SEBI Introduces New Disclosure Formats for REITs and InvITs

The Securities and Exchange Board of India (SEBI), the regulatory body for capital markets, has taken a significant step towards promoting transparency and accountability in emerging investment vehicles like Real Estate Investment Trusts (REITs) and Infrastructure Investment Trusts (InvITs). SEBI recently introduced new disclosure formats for compliance reports on governance and annual secretarial reports, which will be implemented starting from the financial year 2024.

Objectives of the Introduction

The introduction of REITs and InvITs in India was aimed at providing investors with access to real estate and infrastructure projects, respectively, while enabling risk diversification through pooling arrangements. The new disclosure formats introduced by SEBI further enhance transparency and accountability within these investment vehicles. By mandating detailed reports on governance practices and secretarial compliance, investors can make more informed decisions and have increased confidence in the functioning of REITs and InvITs.

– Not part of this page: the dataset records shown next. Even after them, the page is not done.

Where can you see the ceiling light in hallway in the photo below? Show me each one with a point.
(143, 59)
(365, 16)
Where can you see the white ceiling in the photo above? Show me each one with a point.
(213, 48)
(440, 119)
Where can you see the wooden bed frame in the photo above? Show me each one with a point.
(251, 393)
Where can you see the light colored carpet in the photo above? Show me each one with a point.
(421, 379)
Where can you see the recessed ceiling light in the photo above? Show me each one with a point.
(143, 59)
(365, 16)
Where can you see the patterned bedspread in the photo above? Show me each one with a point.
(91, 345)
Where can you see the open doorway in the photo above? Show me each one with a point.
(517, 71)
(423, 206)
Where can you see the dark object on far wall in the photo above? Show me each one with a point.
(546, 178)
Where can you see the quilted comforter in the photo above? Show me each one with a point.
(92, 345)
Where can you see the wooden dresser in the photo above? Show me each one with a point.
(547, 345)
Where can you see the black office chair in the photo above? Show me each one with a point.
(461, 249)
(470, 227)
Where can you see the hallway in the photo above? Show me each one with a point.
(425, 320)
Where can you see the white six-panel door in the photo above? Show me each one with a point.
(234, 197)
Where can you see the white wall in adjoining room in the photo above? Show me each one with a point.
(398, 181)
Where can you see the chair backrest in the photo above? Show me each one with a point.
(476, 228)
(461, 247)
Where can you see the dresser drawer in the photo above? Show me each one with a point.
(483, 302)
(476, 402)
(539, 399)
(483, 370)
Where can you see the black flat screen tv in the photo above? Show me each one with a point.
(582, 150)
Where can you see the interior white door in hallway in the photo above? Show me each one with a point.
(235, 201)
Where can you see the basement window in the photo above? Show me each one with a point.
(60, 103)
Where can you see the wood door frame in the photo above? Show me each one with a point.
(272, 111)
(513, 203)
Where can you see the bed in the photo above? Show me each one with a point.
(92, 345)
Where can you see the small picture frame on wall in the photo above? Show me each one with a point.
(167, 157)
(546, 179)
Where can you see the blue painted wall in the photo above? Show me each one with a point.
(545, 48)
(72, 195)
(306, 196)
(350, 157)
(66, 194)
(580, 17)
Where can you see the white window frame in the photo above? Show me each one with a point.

Compliance Report on Governance

SEBI’s new disclosure formats require InvITs and REITs to provide detailed information regarding their governance practices. This includes disclosing the names of investment managers, the composition of their boards of directors, and the composition of committees. Moreover, quarterly reports must include information about board meetings, committee meetings, and other relevant governance activities. Investment managers are required to submit these reports to the stock exchanges within 21 days from the end of each quarter.

Annual Secretarial Compliance Report

  • SEBI mandates the appointment of a practicing company secretary by the investment manager of InvITs and REITs on an annual basis. The appointed company secretary is responsible for examining the compliance of all applicable rules and submitting a report to the investment managers.
  • The annual secretarial compliance report format requires investment managers to disclose regulatory compliance, any deviations from the rules, and observations made by the practicing company secretary. Furthermore, it necessitates the disclosure of actions taken against the InvITs and REITs, their promoters, directors, as well as actions taken to address previous report observations. The annual secretarial compliance report must be submitted to the stock exchanges within 60 days from the end of each financial year.

Inclusion in Annual Reports

It is important to note that both the governance report and the annual secretarial compliance report will be incorporated into the annual reports of the InvITs and REITs. This integration ensures that these reports are readily accessible to investors and stakeholders, providing them with a comprehensive understanding of the governance practices and compliance measures undertaken by these investment vehicles.

Preparing for the Financial Year 2023-24

As the financial year 2023-24 approaches, investment managers, practicing company secretaries, and other stakeholders involved in REITs and InvITs should familiarize themselves with the new reporting formats. Adequate preparation and understanding of the requirements will ensure smooth compliance with SEBI’s regulations and contribute to enhancing investor confidence in these investment vehicles.